There are two main uses for the gift of speaking in tongues.
1. Private Prayer & Praise:
The gift of tongues is vital for our ability to pray without ceasing. It enables us to bypass our own will and understanding and pray in line with God’s heart. We can pray and praise God when our hearts are broken and we have nothing left to pray. We can pray and praise God when our hearts are overflowing with love and gratitude and we no longer have the words to express our love. We can intercede for situations of which we have no human understanding. Praying in tongues is like dialling out the static on a radio and tuning into God’s voice with clarity. (1 Cor 13:1; 1 Cor 14:2, 4, 15,18 )
2. Corporate Worship:
The gift of tongues together with the gift of interpretation of tongues is used to communicate God’s heart to his people.
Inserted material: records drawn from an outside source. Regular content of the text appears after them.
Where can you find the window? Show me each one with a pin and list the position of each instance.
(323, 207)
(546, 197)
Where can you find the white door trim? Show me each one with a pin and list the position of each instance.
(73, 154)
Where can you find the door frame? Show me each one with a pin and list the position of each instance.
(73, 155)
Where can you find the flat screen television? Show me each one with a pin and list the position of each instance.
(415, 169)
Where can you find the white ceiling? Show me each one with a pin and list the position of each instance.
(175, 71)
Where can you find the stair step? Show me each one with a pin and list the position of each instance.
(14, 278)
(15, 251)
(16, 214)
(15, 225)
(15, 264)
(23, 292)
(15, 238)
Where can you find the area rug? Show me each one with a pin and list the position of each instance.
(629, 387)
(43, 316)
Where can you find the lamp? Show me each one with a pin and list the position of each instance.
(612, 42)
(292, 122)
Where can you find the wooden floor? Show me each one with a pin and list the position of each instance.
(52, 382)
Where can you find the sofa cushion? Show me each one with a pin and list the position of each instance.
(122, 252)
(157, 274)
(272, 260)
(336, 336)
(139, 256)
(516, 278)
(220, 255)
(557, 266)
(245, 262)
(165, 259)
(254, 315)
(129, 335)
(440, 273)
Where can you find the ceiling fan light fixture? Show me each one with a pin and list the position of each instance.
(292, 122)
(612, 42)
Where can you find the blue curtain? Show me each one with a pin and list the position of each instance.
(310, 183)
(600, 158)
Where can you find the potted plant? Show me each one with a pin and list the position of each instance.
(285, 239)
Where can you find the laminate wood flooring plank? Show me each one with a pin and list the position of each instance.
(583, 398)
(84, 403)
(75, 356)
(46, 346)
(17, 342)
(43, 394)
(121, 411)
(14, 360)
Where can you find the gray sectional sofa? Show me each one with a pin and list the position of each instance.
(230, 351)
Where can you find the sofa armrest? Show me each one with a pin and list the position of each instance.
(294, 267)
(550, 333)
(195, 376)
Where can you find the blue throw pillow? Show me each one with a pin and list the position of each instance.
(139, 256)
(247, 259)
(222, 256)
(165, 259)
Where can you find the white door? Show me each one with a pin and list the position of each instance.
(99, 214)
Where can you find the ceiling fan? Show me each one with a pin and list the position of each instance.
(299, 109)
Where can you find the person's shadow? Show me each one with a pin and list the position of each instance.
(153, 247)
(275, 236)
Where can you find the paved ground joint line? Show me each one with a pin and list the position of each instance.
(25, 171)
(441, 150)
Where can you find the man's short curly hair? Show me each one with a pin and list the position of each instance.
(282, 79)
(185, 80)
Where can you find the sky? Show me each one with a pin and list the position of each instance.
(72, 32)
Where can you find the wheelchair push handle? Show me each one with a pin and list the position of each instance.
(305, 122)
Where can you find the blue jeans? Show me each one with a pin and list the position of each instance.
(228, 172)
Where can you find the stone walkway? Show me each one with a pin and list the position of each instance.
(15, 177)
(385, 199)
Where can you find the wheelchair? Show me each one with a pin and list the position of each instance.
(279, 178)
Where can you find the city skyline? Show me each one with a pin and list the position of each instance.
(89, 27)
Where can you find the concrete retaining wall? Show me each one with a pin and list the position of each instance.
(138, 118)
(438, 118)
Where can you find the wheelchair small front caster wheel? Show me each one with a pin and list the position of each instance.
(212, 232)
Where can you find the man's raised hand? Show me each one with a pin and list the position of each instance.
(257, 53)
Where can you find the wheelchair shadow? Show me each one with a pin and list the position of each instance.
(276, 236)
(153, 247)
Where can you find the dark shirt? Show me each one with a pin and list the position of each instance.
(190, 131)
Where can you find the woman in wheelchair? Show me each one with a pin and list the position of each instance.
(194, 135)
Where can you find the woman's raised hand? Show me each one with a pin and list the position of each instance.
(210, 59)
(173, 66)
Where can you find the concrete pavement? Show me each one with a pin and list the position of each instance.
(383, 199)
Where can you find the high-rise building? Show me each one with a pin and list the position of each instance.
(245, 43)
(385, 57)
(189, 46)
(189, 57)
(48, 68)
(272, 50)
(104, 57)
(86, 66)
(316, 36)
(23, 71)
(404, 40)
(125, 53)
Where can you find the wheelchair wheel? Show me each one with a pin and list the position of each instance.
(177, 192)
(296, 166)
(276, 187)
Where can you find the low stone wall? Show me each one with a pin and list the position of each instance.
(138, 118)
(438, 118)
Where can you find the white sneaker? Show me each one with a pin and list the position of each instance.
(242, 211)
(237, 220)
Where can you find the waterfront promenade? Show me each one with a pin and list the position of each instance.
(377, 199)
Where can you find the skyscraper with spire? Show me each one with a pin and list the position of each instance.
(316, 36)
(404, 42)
In the corporate church setting when a person lifts their voice and makes a declaration in tongues, the gift of interpretation of tongues is then used to interpret the message from the Holy Spirit. These two gifts are used together in the same way as prophecy. (1 Cor 14:5,13,18-19,26-27)How do I receive the baptism in the Holy Spirit and the gift of speaking in tongues?
1. Ask! (Luke 11:9-13)
2. Thank God for what He is going to do.
3. Begin to speak out in faith whatever is there. (Acts 2:4)
It’s important to remember that although the gift of speaking in tongues is a supernatural gift from the Holy Spirit, it none-the-less operates through believers in a very ‘natural’ way. We form and speak the words in faith believing that the Holy Spirit has “enabled” us. (Acts 2:4). If we wait for some kind of explosive, spectacular event, we may never fully embrace this gift, which usually operates in a very ‘naturally-supernatural’ way.Discussion Questions
1. What has been your personal experience in regard to this teaching?
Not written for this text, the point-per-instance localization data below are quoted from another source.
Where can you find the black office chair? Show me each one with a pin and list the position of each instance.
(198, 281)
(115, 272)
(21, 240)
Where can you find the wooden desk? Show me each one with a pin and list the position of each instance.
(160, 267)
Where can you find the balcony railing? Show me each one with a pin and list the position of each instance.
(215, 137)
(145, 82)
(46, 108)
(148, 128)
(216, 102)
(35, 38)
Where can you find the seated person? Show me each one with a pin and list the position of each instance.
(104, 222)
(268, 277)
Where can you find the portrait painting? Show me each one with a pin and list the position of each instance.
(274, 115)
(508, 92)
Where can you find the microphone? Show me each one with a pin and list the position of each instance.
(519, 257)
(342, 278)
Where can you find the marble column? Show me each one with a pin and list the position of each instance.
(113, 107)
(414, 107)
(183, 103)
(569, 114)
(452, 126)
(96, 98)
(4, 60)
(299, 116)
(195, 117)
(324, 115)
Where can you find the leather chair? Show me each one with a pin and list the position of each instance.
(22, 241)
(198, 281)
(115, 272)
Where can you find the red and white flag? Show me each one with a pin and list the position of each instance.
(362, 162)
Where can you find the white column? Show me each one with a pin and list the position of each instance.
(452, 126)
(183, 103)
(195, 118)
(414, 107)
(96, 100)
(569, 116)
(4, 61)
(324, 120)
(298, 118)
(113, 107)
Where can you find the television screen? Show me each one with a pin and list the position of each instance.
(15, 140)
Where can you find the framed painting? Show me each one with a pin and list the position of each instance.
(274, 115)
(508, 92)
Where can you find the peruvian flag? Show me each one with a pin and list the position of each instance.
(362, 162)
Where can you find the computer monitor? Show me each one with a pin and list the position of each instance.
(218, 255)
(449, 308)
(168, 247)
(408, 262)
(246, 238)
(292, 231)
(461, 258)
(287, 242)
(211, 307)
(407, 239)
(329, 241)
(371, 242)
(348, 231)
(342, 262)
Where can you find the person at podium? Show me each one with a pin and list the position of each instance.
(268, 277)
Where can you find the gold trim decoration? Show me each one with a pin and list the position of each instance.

2. Why do you feel this subject has been surrounded by so much emotion and controversy in the past?
3. How would you counsel someone who has been baptised in the Holy Spirit, but has not yet spoken in tongues?
4. Discuss any personal stories you may have of a time when praying in the Spirit was of great spiritual benefit to you.
5. Have you ever heard the gift of speaking in tongues, together with the gift of interpretation of tongues, used in a corporate worship service? If so, what were your impressions?
6. Take some time to pray for one another – especially that you would be filled again with the Holy Spirit.